Au moment du soulèvement de juillet 1936, aucun des deux camps ne pensait qu’il déboucherait sur un conflit de près de trois ans et des centaines de milliers de morts. Une fois délimitées les zones d’influence, les villes où le coup d’État avait triomphé et celles où il n’avait pas réussi, il y eut un certain équilibre, rompu presque immédiatement par l’impardonnable non-intervention, qui priva la République espagnole du matériel de guerre nécessaire, tandis que les rebelles virent leurs ressources s’accroître sans qu’aucune objection ne soit faite à la rupture du pacte. L’un des exemples les plus clairs est celui de l’aviation, où André Malraux a eu beaucoup à faire.
Le chef de l’aviation républicaine, Ignacio Hidalgo de Cisneros, s’indignait de la position de la France, qui aurait été la porte d’entrée du matériel requis. Je voudrais reproduire quelques extraits de ses mémoires[i], en y ajoutant des commentaires tirés d’autres sources, qui le contredisent.

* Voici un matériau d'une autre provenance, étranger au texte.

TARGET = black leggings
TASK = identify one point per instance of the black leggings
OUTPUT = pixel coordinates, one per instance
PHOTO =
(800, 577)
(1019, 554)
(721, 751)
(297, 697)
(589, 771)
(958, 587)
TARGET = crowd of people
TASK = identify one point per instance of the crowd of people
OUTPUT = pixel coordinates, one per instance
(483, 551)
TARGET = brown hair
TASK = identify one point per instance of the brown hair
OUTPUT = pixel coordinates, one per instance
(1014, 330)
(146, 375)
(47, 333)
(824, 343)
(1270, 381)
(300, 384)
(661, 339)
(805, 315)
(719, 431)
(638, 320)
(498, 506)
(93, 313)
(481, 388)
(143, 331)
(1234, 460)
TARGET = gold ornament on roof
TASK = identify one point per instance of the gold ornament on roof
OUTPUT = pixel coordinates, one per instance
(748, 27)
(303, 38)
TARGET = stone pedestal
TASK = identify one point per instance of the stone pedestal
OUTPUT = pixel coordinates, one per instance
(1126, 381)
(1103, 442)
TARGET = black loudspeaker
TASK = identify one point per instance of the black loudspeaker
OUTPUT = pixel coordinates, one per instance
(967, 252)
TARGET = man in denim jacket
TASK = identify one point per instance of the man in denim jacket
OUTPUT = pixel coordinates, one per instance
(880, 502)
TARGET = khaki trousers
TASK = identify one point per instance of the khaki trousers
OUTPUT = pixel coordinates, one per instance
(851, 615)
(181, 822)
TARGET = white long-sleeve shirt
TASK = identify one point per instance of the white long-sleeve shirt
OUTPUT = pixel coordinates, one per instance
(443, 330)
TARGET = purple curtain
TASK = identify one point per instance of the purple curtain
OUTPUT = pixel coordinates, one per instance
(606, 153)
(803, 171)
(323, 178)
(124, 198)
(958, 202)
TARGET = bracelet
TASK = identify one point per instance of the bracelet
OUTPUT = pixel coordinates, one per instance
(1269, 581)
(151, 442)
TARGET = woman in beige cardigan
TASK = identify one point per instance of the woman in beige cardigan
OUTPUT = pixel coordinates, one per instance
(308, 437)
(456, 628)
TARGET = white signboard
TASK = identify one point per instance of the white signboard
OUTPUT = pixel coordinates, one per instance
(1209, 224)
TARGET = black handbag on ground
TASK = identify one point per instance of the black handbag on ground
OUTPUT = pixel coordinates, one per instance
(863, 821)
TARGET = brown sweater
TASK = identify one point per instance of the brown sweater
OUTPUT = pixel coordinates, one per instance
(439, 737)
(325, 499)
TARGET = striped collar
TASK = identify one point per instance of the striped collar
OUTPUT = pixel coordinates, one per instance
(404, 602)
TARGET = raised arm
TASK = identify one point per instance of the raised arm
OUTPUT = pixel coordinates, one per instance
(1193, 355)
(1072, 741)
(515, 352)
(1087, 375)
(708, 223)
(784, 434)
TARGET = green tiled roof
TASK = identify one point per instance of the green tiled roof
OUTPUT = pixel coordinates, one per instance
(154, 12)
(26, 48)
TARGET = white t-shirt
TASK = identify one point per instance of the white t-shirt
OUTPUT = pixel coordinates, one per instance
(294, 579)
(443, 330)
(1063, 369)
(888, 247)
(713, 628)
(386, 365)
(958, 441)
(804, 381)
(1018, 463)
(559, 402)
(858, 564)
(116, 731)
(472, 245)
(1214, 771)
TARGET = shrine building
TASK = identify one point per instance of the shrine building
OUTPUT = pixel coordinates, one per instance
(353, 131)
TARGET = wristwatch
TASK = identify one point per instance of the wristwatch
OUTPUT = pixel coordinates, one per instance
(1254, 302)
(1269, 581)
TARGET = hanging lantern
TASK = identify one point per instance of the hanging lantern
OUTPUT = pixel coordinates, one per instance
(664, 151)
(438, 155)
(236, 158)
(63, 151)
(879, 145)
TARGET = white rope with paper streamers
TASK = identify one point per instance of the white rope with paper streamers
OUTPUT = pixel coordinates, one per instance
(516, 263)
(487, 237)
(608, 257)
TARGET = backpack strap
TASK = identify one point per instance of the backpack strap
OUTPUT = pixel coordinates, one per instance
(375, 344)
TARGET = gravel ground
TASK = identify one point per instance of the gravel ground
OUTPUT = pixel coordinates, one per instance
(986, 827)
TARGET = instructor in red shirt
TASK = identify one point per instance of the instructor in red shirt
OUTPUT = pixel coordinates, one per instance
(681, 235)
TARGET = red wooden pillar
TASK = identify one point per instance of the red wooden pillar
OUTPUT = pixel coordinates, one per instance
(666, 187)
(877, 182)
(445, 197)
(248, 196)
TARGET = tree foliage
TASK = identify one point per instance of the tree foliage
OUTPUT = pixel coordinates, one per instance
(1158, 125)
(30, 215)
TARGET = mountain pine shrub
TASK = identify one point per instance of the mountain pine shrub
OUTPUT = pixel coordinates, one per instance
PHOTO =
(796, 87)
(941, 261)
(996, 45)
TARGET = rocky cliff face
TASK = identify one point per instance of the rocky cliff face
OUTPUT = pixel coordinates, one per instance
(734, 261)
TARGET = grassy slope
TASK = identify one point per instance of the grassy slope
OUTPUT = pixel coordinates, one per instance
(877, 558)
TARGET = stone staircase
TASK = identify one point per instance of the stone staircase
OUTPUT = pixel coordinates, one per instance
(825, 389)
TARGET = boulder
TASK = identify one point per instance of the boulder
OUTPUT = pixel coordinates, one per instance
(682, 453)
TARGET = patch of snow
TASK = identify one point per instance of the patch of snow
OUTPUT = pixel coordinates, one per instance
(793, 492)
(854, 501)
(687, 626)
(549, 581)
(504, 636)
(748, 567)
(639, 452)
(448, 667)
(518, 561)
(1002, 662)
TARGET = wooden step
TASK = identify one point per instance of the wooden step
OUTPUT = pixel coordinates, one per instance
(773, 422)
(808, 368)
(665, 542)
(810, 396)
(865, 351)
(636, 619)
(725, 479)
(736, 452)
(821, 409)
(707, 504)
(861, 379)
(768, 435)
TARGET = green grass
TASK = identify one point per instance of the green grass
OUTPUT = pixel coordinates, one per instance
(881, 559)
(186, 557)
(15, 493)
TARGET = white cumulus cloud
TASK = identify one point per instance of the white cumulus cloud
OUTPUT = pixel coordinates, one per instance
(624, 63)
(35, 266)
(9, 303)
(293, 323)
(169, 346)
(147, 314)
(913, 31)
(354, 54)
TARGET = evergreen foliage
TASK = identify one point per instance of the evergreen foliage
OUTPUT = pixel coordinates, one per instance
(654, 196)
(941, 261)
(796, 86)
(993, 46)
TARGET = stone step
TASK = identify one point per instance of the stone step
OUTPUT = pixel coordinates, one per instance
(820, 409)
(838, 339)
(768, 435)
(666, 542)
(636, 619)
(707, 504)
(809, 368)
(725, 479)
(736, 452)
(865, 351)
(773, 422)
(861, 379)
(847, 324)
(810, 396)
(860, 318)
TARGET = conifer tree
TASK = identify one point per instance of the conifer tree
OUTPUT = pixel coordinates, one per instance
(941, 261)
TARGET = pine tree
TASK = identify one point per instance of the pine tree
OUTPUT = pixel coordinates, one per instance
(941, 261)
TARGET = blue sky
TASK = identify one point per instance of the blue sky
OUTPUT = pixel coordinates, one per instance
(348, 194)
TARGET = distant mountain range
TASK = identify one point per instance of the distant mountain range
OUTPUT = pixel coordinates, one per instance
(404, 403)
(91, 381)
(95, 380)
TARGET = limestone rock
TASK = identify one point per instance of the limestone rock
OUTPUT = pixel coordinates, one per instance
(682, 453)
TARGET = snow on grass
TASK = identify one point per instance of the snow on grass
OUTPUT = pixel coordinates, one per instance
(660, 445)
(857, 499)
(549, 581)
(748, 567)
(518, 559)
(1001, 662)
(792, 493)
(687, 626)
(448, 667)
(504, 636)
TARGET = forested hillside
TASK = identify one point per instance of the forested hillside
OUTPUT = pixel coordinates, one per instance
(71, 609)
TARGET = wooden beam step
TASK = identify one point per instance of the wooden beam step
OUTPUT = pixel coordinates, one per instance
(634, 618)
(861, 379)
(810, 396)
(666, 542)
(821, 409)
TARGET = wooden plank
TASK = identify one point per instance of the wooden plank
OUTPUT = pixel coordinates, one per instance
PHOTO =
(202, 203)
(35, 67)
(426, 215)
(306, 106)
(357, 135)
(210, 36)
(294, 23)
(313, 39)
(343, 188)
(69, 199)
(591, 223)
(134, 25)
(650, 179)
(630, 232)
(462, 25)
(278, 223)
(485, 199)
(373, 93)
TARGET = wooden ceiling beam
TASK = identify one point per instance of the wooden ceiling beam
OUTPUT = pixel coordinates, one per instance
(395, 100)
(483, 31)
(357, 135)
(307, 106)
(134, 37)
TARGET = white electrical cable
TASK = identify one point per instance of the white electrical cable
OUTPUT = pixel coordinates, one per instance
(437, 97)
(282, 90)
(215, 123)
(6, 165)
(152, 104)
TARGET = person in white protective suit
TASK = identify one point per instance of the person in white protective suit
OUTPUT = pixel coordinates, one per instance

« En aviation, la seule acquisition que nous avons réussie à faire dans les quatre premiers mois de la guerre, ce sont douze chasseurs «Dewoitine» et six bombardiers «Potez»… ils étaient plutôt démodés et arrivaient sans armement… Nous avons pu amener ces avions de France en Espagne par surprise, mais quand notre «ami» Léon Blum, chef du gouvernement français, l’a appris, il est devenu fou et a ordonné une surveillance spéciale et extrêmement sévère de la frontière ». Je précise que ces avions (pratiquement les seuls dans la période initiale) ont été obtenus grâce, en partie, à l’engagement d’André Malraux. À mon avis, la position de Blum n’était pas exactement celle-là, bien que sa faiblesse parlementaire et la pression des Britanniques aient prévalu. Dans son livre Un été impardonnable, le journaliste Gilbert Grellet reproduit cette conversation entre Blum et ses ministres[ii], qui reflète ce qui a été dit ici. Il faut noter que le ministre de l’Air, Pierre Cot, était le grand allié de Malraux, secondé par son directeur de cabinet, le futur martyr de la Résistance Jean Moulin, tandis que le grand défenseur de la politique de non-intervention était Alexis Léger au ministère des Affaires étrangères du Quai d’Orsay avec Ivon Delbos à sa tête.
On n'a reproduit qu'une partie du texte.